I’ve got a couple books out that focus specifically on praying the Bible: the first one is about the ancient art of lectio divina; the second about using prayers from the Bible in our daily lives. I’m going to be posting some material from those books here. This, I hope, will generate discussion in the comment section and throughout the blogosphere in a way that the books themselves cannot. Today, a preface to the practice of lectio divina:
A friend of mine calls the Bible “the nonfiction storybook of God’s interaction with humankind.” Some of us may get hung up on the word storybook, thinking it implies a lack of truth or historicity. But the Bible is a collection of stories, some from the ancient past of Israel and some from the more recent past of Jesus and his early followers. The stories are very much true and very much alive.
The aliveness of the Bible and the stories within it are what sets
Christian Scripture apart from any other book you can buy. One way to understand that way of reading the Bible is
like dissecting an animal in science class. I can remember getting my
formaldehyde-soaked baby pig in tenth-grade biology class. Mainly I
remember the smell! My lab partners and I named him Porky. Porky was
dead, of course. The only way to dissect something is to kill it first.
This is what we often do to the Bible when we get hung up on a word or
a phrase or a verse. We deaden the liveliness of the book God has given
us when we spend more time reading the notes in our study Bibles than
we spend reading the actual text. When we try to freeze the Bible in a
certain time period, it becomes like an ancient relic soaked in
embalming fluid.
That way of reading the Bible–deadening and then dissecting it–stands
in contradiction to the way Christians have always understood our
sacred book. John Robinson (A.D. 1575-1625) was the pastor of the
Pilgrims before they left on the Mayflower for the New World. His
famous saying summarizes a different way of approaching Scripture:
“There is yet more light and truth to break forth from God’s Holy
Word.” In other words, God has new things to say to us through the
Bible today. Scripture is not static. It’s not like a history textbook
that simply records events from long ago. Instead it’s living and
active and has the ability to constantly transform the lives of people.
You might think “the Bible is living” is a weird idea. You might have a
Bible near you right now. Look at it. It sits there, inanimate, made of
dead trees and maybe bound with the hide of a dead cow. That doesn’t
seem living in any way. The Bible lives in another sense: because it’s
God-breathed, it has the ability to breathe God’s Spirit into us. God’s
Spirit hovered over the face of the turbulent waters in Genesis and
brought order out of chaos.

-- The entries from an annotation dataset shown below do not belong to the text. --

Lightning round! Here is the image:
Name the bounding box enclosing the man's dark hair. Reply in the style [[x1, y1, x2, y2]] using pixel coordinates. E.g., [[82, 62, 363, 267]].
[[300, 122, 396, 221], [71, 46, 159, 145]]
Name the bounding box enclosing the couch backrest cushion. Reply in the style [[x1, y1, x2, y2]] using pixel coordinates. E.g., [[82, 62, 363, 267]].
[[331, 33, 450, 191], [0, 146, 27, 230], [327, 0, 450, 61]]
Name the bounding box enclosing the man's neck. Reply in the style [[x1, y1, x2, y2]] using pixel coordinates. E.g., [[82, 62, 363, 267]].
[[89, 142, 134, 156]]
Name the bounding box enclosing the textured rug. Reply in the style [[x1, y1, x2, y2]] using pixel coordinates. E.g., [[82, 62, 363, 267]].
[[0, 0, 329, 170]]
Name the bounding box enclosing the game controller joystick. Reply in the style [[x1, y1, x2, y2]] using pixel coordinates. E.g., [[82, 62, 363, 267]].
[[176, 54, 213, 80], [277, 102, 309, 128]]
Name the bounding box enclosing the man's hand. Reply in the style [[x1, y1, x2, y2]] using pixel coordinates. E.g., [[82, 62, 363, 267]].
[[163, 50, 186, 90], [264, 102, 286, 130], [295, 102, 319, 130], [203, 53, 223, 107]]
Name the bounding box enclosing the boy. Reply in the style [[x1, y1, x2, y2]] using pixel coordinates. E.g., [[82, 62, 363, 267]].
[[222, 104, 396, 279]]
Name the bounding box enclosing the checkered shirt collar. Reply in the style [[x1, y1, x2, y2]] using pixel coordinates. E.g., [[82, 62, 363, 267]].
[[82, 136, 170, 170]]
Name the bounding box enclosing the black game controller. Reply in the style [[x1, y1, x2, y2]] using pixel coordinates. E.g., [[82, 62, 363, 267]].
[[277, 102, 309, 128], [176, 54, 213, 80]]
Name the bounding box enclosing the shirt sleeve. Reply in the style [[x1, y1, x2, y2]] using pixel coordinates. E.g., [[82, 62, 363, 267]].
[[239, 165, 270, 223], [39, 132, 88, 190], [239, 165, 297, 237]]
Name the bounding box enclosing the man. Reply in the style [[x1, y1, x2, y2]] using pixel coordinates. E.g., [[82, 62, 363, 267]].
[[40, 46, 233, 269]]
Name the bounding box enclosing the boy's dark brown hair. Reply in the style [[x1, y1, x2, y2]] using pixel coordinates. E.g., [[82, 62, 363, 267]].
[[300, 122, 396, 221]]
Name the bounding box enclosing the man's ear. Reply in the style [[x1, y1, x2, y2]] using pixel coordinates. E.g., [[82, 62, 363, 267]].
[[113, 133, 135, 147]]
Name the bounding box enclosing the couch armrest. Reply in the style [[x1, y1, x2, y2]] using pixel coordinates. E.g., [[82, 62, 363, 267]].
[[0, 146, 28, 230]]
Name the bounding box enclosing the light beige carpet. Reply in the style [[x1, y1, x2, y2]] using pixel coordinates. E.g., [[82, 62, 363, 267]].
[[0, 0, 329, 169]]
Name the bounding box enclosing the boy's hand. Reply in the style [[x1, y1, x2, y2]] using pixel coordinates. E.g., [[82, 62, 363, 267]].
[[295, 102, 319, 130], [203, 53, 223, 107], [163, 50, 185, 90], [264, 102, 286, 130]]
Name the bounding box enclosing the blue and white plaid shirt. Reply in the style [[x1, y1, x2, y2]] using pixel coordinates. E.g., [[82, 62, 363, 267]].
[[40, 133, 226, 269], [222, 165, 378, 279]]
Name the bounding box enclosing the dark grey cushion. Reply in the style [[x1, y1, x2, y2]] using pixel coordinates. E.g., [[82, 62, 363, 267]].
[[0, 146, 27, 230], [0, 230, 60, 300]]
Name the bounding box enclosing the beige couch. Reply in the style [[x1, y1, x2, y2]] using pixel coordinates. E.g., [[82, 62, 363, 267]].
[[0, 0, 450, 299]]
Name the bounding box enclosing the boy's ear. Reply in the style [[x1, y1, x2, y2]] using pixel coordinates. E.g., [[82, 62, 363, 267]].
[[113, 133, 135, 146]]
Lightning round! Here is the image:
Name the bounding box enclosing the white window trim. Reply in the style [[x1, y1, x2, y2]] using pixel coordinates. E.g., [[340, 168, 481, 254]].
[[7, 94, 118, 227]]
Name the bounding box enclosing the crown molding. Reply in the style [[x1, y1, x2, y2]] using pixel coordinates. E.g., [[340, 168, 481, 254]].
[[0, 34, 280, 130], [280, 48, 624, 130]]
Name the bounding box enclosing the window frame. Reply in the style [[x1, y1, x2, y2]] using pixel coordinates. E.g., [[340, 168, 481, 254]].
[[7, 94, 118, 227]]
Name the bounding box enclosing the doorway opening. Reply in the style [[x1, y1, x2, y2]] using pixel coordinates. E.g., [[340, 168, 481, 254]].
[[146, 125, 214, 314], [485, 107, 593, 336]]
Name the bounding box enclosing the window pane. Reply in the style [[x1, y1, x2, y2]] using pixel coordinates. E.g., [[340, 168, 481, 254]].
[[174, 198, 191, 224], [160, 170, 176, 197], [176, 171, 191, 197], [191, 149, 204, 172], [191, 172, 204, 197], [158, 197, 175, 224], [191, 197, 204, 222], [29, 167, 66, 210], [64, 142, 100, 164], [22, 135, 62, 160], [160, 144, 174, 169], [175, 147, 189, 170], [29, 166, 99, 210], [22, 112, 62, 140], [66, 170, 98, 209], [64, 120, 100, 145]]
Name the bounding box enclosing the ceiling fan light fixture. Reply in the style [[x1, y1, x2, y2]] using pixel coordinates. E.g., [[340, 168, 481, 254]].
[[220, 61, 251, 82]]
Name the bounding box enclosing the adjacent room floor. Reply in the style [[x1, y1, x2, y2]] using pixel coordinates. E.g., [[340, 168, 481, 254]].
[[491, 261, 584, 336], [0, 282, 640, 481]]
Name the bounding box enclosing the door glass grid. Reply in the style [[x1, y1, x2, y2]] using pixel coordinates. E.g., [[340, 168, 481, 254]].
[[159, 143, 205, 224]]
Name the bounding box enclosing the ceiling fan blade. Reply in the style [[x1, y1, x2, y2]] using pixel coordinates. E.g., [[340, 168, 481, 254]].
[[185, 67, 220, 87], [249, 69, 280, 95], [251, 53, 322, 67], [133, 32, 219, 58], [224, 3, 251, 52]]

God’s Spirit gave Jesus the power to heal
people who were suffering. And God’s Spirit blew into the upper room
where the Disciples were gathered and blew them out into the streets
where they proclaimed the good news and started healing people
themselves. This same Spirit indwells the Bible today, gives the Bible
power, and guides us in our interpretation of God’s Word.
Think of it this way: The belief of Christ-followers is that, though
the Bible is done being written, it’s not done writing. The Bible
writes its truths on our hearts, speaking its words constantly into new
situations, new times, and new cultures. God’s Spirit is alive and well
and enables us to read the Bible in faith. No other book can make that
claim.
If you want to read more, I invite you to check out Divine Intervention: Encountering God through the Ancient Practice of Lectio Divina.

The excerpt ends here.